Dear people who made the 2022 horror film Smile: I hate you.
It isn’t that your movie is derivative. That’s to be expected from a horror movie. Sure, Smile‘s writer/director Parker Finn (expanding on his 2020 short film Laura Hasn’t Slept) copies a scenario very much like The Ring and It Follows. The story involves a chain of deaths in which somebody starts to see evil, smiling faces everywhere, whether as hallucinations or as versions of people in the real world. Much like It Follows, the creepy visions only appear to the next victim in the viral chain, and like The Ring, there’s a timeline of roughly a week (or less) before the victim will die and/or pass their curse to another person.
And sure, Smile also borrows heavily from the tone and feel of Ari Aster’s next-level horror dramas Hereditary and Midsommar.
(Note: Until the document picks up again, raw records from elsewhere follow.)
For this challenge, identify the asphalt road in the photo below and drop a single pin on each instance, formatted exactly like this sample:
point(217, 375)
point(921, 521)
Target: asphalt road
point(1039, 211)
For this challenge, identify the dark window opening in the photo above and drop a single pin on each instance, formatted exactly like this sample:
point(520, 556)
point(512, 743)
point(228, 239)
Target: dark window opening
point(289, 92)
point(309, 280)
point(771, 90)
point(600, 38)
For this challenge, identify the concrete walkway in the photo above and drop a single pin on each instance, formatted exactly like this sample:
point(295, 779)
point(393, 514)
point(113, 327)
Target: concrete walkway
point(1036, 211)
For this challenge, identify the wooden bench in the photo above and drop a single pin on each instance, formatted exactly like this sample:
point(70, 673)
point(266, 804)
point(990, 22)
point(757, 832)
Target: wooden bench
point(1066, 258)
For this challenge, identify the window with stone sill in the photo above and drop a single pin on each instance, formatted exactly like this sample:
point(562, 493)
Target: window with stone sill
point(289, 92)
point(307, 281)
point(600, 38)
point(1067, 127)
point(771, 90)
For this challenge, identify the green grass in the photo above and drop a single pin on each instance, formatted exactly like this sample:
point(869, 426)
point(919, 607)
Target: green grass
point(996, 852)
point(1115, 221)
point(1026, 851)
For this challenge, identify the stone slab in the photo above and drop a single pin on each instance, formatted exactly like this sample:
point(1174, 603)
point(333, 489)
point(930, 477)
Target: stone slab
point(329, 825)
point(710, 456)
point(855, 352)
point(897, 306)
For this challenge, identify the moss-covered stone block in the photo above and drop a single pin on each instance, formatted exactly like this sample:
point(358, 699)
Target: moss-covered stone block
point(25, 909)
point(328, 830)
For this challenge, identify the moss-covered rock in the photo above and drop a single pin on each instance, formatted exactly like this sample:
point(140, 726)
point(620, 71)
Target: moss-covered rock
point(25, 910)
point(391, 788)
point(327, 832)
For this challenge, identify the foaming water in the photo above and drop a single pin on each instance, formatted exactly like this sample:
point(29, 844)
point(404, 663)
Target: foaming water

The soon-to-be victim, played by Sosie Bacon, has a suppressed personal trauma that the evil spirit in Smile taps into. She might even have repressed guilt about her role in that trauma, though Smile fails to develop that part of her backstory. And, much as in Midsommar, the creeping dread isn’t just based in a malevolent, evil force, but in the realization that her significant other, played by Jessie T. Usher, doesn’t care about her when it really matters.
And no, I don’t hate the people who made Smile because of what happens to the cat. Though please, next time you feature a sweet, likely-to-die pet in a horror movie’s early scenes, can you make it an iguana or Chihuahua or something? (I’m still holding a grudge against Alison Lohman for what she did to that kitten in 2009’s Drag Me to Hell.)
No, I don’t care that Smile uses one too many jump scares, or relies too heavily on “it’s a dream” trickery, where everything seems to be okay but then we find out the main character was hallucinating and, nope, everything’s not okay and we’re back at the moment of peril. I mean, okay, can horror-film directors get a new bag of tricks already? Or should I accept that they’re just going to say “Boo!” all the time and get used to it? (How about putting the “it was a dream” frustration at the end like 2005’s The Descent did in the U.K. version, and then cutting it out of the film later for wimpy U.S. audiences?)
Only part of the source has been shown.